On Tue, Oct 13, 2009 at 04:08:14PM -0700, Joseph Mocker wrote:

> check out the xenstore utilities. It appears that at least some domain 
> IPs are stored in xenstore
> 
> /usr/lib/xen/bin/xenstore-ls | grep 192
>    0 = "192.y.x.229"
>    0 = "192.y.x.176"
> 
> I don't think its recording all the IPs though, we have two interfaces 
> in each domain, xenstore contains only the front end interface.

The "ipagent" service runs in a Solaris domU, and writes the IP address
of the primary interface to xenstore. So that's where it comes from.

> using ARP/RARP might be the easiest way, for you to do it in a 
> guest-neutral way.

Yep.
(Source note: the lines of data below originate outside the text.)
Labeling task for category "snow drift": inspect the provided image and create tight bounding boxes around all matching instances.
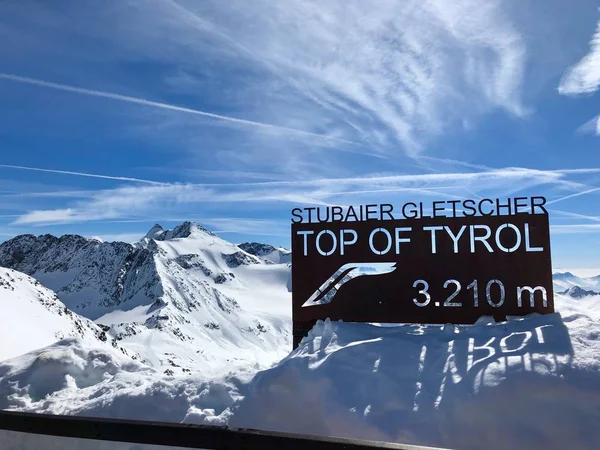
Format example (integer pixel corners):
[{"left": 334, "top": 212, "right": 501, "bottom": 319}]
[
  {"left": 0, "top": 338, "right": 245, "bottom": 425},
  {"left": 231, "top": 293, "right": 600, "bottom": 449}
]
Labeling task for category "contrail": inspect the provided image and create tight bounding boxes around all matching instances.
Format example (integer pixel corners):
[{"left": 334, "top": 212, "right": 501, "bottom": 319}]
[
  {"left": 0, "top": 72, "right": 358, "bottom": 145},
  {"left": 0, "top": 164, "right": 166, "bottom": 185},
  {"left": 546, "top": 186, "right": 600, "bottom": 205}
]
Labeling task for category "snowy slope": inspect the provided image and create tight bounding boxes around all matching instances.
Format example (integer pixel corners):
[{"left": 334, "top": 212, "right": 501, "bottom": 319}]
[
  {"left": 0, "top": 261, "right": 599, "bottom": 449},
  {"left": 0, "top": 267, "right": 139, "bottom": 362},
  {"left": 0, "top": 222, "right": 291, "bottom": 375},
  {"left": 230, "top": 293, "right": 600, "bottom": 449},
  {"left": 108, "top": 222, "right": 291, "bottom": 376}
]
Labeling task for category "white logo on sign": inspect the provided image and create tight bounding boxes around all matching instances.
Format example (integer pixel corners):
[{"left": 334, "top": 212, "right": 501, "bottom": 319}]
[{"left": 302, "top": 262, "right": 397, "bottom": 307}]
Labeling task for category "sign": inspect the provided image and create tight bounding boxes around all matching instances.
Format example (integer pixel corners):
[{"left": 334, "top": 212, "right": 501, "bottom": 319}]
[{"left": 291, "top": 197, "right": 554, "bottom": 348}]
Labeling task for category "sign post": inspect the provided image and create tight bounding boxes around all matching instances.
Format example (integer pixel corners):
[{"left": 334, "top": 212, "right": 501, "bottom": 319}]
[{"left": 291, "top": 197, "right": 554, "bottom": 348}]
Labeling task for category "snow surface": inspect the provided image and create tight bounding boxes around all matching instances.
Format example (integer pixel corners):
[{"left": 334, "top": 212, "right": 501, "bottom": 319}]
[
  {"left": 0, "top": 267, "right": 138, "bottom": 362},
  {"left": 231, "top": 293, "right": 600, "bottom": 449},
  {"left": 0, "top": 338, "right": 247, "bottom": 425}
]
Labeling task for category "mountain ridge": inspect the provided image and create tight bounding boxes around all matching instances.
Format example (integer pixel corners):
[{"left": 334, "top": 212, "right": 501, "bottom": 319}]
[
  {"left": 238, "top": 242, "right": 291, "bottom": 264},
  {"left": 559, "top": 285, "right": 600, "bottom": 298},
  {"left": 0, "top": 221, "right": 291, "bottom": 374},
  {"left": 0, "top": 266, "right": 140, "bottom": 361}
]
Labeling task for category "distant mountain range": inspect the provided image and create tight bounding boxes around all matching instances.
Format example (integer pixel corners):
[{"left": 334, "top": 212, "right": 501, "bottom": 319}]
[{"left": 553, "top": 271, "right": 600, "bottom": 297}]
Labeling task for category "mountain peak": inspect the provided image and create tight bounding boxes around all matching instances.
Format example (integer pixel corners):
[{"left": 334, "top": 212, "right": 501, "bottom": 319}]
[
  {"left": 239, "top": 242, "right": 291, "bottom": 264},
  {"left": 239, "top": 242, "right": 278, "bottom": 255},
  {"left": 554, "top": 271, "right": 576, "bottom": 279},
  {"left": 145, "top": 221, "right": 216, "bottom": 241},
  {"left": 171, "top": 221, "right": 205, "bottom": 239},
  {"left": 145, "top": 224, "right": 164, "bottom": 239},
  {"left": 560, "top": 285, "right": 600, "bottom": 298}
]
In fact I'd be interested in integrating something like that in the
tool stack, so we can report this uniformly.  Some arping versions can
supposedly "ping" a target MAC, but only by breaking the spec, as far as
I can see. And some OS types like Win XP won't respond. I'm far from a
networking guy, but I don't think ARP can help here.

You could broadcast ICMP to each of the VNICs, possibly, but again
there's no guarantee a guest would respond.

Your other alternative would be to learn the MAC from snooping the
guest's VNIC, but that seems fraught with problems.